From Africa’s perspective, too, the perception of economic weakness in Beijing could raise further questions about how exposed the continent is to China. Dr Edward Howell, a lecturer in Chinese politics at the University of Oxford, believes the current economic situation could mean many African countries will reconsider the viability of China as both a political and economic partner – but that doubts about Beijing’s activities in Africa have been growing for some time.
“China has signed memoranda of understanding with several African countries, 52 of which have entered into agreements under the BRI, but many of these countries, of which Angola is a prime example, have suffered from “debt trap diplomacy” and a failure to pay back loans to China,” Howell says.
“A slowing Chinese economy will certainly affect these countries’ decision to rely financially on China, but the failures of the BRI, and questions about China as an economic partner, have been seen long before China’s domestic economic troubles commenced.”

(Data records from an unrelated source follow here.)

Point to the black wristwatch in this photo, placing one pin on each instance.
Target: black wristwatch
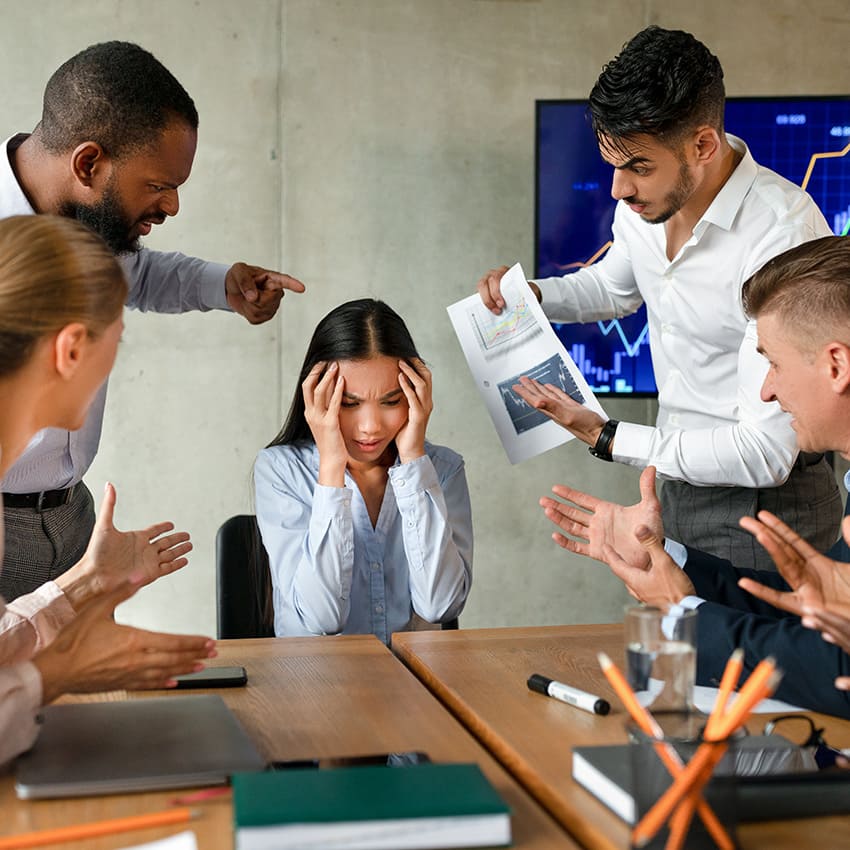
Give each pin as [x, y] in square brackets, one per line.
[602, 449]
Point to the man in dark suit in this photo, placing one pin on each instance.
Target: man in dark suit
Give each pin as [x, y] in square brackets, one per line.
[801, 301]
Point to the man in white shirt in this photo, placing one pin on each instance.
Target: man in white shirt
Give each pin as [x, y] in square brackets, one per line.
[116, 140]
[697, 217]
[801, 300]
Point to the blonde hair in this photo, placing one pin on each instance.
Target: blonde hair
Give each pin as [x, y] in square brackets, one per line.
[53, 271]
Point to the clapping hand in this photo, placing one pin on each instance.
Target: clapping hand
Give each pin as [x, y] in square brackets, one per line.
[815, 579]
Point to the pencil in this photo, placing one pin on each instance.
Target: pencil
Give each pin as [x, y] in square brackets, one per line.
[731, 674]
[761, 683]
[96, 828]
[669, 757]
[684, 813]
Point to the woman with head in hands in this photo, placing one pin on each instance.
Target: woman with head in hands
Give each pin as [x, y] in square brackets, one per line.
[61, 302]
[367, 525]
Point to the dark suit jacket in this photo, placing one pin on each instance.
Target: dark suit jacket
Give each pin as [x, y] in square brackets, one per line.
[731, 618]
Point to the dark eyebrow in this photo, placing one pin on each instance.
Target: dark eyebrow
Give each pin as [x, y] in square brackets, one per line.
[631, 163]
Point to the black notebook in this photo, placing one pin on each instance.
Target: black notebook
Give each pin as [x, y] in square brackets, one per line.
[134, 745]
[605, 771]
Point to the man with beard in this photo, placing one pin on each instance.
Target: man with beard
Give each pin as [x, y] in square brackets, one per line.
[697, 217]
[116, 140]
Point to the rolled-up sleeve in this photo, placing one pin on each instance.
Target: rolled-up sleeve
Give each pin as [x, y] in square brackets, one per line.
[307, 532]
[174, 283]
[437, 534]
[20, 699]
[31, 622]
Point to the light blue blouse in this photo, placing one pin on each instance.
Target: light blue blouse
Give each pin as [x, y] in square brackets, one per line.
[333, 573]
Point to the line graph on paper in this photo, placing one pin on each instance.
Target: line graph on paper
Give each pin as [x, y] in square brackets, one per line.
[496, 335]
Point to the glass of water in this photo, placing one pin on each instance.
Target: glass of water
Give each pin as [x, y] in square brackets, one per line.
[661, 654]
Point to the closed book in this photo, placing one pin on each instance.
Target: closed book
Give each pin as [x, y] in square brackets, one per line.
[369, 808]
[606, 772]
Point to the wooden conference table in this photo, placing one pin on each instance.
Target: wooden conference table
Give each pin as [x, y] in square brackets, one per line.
[480, 675]
[305, 698]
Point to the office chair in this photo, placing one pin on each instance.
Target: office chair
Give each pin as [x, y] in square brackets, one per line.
[243, 581]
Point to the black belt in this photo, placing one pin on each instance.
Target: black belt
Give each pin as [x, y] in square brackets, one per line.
[43, 501]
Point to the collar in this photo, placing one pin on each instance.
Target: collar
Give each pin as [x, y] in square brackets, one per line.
[13, 201]
[724, 208]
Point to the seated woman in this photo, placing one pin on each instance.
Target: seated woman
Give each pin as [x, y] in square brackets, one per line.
[61, 299]
[348, 553]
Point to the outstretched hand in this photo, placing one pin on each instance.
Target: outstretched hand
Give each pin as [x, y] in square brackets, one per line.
[94, 653]
[595, 523]
[814, 578]
[255, 292]
[581, 421]
[113, 555]
[662, 583]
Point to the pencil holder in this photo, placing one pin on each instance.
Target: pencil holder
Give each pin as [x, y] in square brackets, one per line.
[651, 762]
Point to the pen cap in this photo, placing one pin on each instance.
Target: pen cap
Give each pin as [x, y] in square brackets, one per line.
[539, 683]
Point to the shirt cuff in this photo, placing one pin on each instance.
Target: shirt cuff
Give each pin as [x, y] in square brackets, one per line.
[677, 551]
[413, 477]
[213, 293]
[329, 501]
[632, 443]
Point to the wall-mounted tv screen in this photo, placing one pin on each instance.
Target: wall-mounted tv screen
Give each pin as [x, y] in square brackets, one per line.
[805, 139]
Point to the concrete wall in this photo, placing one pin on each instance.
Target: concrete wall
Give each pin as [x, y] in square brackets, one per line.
[370, 147]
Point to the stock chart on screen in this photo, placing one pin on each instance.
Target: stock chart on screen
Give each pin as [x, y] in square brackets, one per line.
[805, 139]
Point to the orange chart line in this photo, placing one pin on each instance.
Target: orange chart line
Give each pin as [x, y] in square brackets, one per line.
[816, 157]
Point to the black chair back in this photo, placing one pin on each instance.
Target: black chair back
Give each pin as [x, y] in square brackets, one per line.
[243, 581]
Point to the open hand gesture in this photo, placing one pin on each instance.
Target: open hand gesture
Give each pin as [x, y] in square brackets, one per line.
[814, 578]
[596, 523]
[581, 421]
[416, 384]
[113, 555]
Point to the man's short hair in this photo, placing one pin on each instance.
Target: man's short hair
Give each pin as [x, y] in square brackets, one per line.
[808, 289]
[664, 83]
[116, 94]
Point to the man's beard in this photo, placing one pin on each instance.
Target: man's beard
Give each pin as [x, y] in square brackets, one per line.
[676, 198]
[106, 218]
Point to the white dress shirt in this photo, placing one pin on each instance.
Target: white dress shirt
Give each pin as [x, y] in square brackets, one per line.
[26, 625]
[159, 282]
[712, 428]
[334, 573]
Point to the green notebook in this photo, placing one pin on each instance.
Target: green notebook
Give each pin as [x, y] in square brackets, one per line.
[366, 808]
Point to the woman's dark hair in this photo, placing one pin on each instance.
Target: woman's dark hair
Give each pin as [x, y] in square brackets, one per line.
[356, 330]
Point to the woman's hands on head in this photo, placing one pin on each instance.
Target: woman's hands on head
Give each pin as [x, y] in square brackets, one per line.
[416, 384]
[322, 390]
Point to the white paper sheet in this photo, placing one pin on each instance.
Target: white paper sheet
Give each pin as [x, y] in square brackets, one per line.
[500, 349]
[181, 841]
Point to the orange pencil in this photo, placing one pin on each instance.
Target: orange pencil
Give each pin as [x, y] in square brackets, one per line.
[731, 674]
[761, 683]
[684, 813]
[81, 831]
[669, 757]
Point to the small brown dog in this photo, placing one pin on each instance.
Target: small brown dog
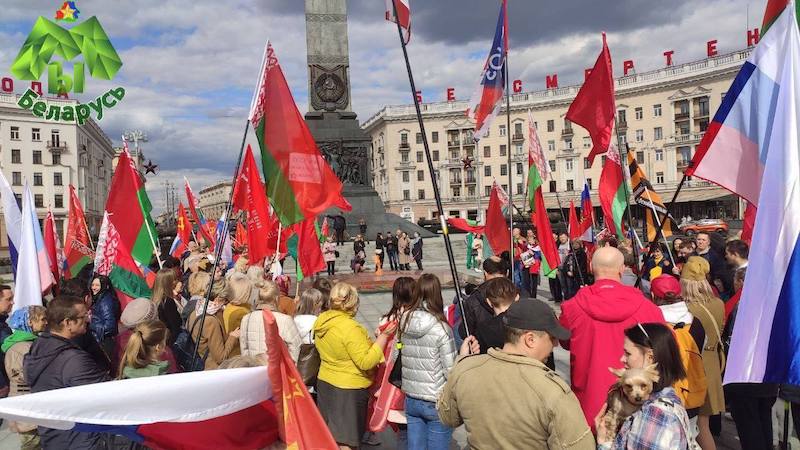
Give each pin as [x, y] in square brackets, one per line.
[626, 396]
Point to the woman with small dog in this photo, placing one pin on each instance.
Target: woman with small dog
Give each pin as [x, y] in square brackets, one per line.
[661, 421]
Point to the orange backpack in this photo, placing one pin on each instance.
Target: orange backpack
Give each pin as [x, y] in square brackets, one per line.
[692, 389]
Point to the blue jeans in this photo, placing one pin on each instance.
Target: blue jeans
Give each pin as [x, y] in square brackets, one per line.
[394, 261]
[425, 431]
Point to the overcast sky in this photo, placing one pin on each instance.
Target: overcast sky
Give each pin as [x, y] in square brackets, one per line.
[190, 65]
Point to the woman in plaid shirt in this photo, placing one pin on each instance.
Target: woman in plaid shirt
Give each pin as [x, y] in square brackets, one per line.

Deflation in China and weaker Chinese demand for African commodities will undoubtedly cause problems for the continent’s exporters, even if a weaker yuan could bring benefits for most African countries. While commodity prices are unlikely to remain low indefinitely – copper in particular is seen as essential to the world’s green transition – both Mbao and Walter suggest this period of volatility could encourage some countries to think about how to diversify their economies and hedge against such risks in the future.
“This is another reminder that commodity prices are volatile and having an economy that’s dependent on raw commodity exports is not a good long-term strategy,” Walter says. “There is more and more willingness and interest among African leaders to be more aggressive on industrial strategy; to try and move their economies away from dependence on raw commodities and towards more value-added production.”
“Ultimately that is the only way that these economies can become more resilient in the long-term.”